Existem, contudo, críticas à reforma. O arquiteto carioca Francesco Perrotta-Bosch, autor de “Lina: Uma Biografia”, afirma que ela é “equivocada”. “Não o que foi feito pelo André Vainer, que é muito sério. Refiro-me ao atracadouro e ao restaurante, pois considero um desrespeito ao projeto original”, diz. “Entendo, porém, que os atuais gestores entraram com a reforma já feita, eles não tinham mais o que fazer.”
Perrotta-Bosch destaca a riqueza dos acervos de obras criados por Lina na Bahia. E é exatamente neste ponto que a curadoria vai apostar agora. Na primeira exposição que Rangel fará, intitulada “O Museu de Dona Lina”, ele apresenta uma fusão do acervo do MAM-BA com o do Arte Popular da Diretoria de Museus, formado pelo olhar de Bo Bardi.
“Farei o diálogo que ela propôs: a relação do Recôncavo e do sertão com a arte moderna e contemporânea, trazendo uma das vertentes do modernismo baiano. Ela sempre olhou para o regionalismo. Lina é uma pós-moderna.”
Rangel quer ocupar todos os espaços disponíveis do Solar do Unhão. Vai pôr “O Touro”, de Tarsila do Amaral, obra emblemática do movimento antropofágico já exibida no MoMA e no Masp, ao lado dos boizinhos de cerâmica do Mestre Vitalino, e passarinhos de Cândido Portinari ao lado das gaivotas de Aldemir Martins e de peças de Maxim Malhado, que trazem a expressão do interior da Bahia. Marinas de José Pancetti vão ao lado de uma instalação feita com pedaços de barco por Marcone Moreira –o artista tem um trabalho voltado para a memória de materiais gastos, como embarcações.
Rangel vai expor também carrancas de São Francisco. “A arte popular está dentro da arte moderna”, afirma. Serão cerca de 300 obras, entre pinturas, esculturas, objetos, utensílios. E também o filme “Barravento”, de Glauber Rocha.
Nas próximas exposições já planejadas, o curador vai continuar propondo um diálogo com o centenário da Semana de Arte Moderna de 1922, com três a quatro exposições longas, de três meses cada uma. “No modernismo, não existe apenas o antropofágico, existe o regionalista, o africano. O que vou propor são outros olhares sobre o movimento.”

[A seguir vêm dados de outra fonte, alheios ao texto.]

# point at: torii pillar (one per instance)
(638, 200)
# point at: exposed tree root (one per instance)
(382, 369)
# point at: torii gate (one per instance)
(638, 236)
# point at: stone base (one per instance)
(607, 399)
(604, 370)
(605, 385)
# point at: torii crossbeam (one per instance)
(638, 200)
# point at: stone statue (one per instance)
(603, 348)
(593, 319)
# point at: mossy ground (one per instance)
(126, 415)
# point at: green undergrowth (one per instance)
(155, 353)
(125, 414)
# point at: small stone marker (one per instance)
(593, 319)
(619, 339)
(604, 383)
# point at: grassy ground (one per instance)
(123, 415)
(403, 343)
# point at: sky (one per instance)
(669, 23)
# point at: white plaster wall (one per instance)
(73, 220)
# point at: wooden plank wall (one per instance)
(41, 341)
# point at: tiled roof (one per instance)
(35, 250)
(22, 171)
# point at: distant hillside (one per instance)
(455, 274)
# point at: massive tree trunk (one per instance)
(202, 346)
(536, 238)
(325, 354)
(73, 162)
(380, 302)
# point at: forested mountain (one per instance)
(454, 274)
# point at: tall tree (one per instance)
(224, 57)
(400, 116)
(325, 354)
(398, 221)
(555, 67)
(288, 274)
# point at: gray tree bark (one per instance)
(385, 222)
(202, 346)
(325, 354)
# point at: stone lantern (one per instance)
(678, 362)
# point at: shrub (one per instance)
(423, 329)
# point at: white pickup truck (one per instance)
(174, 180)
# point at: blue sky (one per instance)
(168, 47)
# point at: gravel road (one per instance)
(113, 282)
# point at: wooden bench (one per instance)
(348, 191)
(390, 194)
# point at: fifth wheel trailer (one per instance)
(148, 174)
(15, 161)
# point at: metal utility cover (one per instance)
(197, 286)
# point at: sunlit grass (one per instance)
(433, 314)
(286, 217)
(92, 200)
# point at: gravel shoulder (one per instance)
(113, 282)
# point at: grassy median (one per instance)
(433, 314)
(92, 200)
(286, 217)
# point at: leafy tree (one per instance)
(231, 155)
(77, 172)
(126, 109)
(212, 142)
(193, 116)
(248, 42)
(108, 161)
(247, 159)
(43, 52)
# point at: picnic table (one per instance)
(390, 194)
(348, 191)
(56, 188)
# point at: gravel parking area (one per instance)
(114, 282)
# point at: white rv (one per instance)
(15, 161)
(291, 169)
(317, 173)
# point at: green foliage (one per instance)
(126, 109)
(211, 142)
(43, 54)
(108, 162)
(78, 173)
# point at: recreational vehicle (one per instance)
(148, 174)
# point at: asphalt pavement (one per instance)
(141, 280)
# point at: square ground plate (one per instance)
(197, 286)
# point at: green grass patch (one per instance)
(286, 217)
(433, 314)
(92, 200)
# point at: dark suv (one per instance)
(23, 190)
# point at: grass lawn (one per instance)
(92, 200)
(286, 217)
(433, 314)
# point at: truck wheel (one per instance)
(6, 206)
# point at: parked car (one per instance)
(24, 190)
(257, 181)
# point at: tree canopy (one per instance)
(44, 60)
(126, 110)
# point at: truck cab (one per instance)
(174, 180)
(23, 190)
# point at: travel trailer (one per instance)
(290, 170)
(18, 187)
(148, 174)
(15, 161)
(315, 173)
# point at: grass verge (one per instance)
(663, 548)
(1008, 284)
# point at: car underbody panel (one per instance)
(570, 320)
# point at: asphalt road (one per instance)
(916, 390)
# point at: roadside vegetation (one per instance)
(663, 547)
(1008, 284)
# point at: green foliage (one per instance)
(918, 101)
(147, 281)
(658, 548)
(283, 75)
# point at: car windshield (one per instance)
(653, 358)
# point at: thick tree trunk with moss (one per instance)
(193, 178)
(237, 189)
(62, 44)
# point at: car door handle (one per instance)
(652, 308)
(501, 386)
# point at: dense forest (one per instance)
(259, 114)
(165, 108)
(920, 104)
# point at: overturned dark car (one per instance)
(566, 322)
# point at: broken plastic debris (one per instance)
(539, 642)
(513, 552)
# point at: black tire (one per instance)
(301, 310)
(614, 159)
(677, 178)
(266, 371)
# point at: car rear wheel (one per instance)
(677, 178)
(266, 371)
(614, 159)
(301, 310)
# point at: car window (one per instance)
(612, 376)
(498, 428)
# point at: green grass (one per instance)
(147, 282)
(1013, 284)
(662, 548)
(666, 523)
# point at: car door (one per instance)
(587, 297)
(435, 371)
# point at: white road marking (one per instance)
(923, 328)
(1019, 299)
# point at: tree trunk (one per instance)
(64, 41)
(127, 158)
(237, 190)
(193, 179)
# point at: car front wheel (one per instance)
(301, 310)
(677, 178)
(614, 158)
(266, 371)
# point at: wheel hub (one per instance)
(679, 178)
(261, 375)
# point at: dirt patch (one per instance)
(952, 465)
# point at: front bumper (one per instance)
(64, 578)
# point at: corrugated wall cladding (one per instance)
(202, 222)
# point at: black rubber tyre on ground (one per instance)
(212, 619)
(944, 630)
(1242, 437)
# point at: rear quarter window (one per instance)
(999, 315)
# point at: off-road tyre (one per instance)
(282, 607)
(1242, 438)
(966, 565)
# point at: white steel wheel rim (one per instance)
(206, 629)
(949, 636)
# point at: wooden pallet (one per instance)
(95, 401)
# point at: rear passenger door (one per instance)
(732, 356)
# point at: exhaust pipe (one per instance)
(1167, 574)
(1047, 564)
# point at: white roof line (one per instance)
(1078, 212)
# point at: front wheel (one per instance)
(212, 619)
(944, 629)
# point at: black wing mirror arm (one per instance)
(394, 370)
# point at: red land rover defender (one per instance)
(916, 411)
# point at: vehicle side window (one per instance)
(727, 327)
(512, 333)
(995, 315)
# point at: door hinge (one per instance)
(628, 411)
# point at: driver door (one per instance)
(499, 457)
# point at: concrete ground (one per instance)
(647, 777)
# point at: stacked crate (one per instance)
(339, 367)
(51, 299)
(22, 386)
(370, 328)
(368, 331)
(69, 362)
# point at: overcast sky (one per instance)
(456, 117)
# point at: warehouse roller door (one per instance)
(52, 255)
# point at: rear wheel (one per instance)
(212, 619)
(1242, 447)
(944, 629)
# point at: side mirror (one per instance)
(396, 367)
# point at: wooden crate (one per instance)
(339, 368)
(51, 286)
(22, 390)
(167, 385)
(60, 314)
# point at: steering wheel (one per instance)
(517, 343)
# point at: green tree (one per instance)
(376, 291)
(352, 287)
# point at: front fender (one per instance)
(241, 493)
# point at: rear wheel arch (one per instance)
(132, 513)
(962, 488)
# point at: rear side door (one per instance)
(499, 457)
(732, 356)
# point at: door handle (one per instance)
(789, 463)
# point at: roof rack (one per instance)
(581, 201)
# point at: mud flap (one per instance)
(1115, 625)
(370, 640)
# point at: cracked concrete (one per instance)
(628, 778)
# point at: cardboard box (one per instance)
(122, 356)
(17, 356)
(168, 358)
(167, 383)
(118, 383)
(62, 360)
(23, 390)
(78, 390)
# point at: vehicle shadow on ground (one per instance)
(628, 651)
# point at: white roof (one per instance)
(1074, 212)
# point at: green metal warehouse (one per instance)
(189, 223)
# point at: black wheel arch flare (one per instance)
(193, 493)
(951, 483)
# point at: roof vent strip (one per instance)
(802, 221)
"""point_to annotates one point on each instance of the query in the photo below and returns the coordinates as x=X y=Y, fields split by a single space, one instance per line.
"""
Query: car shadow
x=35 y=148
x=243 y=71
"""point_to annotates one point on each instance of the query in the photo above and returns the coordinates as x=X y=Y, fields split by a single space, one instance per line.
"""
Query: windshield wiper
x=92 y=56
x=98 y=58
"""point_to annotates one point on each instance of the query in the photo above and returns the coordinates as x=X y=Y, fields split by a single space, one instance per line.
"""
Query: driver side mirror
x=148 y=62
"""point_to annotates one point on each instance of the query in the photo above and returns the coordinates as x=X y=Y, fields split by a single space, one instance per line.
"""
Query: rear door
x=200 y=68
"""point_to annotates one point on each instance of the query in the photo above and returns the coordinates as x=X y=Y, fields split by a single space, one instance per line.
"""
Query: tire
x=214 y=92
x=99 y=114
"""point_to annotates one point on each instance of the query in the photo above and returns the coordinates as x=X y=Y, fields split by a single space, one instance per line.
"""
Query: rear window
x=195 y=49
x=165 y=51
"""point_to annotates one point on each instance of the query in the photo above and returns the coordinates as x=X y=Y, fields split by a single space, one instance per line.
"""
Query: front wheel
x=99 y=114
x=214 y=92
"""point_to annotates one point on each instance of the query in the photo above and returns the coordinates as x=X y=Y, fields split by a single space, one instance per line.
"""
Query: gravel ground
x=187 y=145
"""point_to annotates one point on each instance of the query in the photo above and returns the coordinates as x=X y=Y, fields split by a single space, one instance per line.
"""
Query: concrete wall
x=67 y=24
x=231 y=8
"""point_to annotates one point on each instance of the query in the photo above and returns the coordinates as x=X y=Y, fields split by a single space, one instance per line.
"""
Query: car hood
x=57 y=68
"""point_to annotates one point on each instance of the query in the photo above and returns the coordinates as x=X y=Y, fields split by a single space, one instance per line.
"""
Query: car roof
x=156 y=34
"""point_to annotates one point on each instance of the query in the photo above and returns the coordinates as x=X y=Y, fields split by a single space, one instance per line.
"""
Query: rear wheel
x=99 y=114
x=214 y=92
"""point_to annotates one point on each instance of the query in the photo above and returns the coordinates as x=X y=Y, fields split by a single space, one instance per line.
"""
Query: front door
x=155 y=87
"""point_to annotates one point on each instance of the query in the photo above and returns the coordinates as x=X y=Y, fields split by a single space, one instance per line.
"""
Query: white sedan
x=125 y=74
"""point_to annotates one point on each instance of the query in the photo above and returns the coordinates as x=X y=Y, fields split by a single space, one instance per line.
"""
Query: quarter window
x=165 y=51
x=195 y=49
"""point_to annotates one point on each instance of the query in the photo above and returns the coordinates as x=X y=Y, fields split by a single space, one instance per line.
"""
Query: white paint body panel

Em outubro, está prevista uma mostra que pretende abrir o diálogo entre o acervo do museu e as raízes africanas, com nomes como Mestre Didi, Rubem Valentim, Ayrson Heráclito. “Somos berço de muita coisa”, diz Rangel.
Nessa retomada, o curador conseguiu doações importantes para o museu. Entre elas, um retrato de Lina Bo Bardi feito por Bob Wolfenson que vai integrar a mostra de agora. “Estamos renascendo”, diz.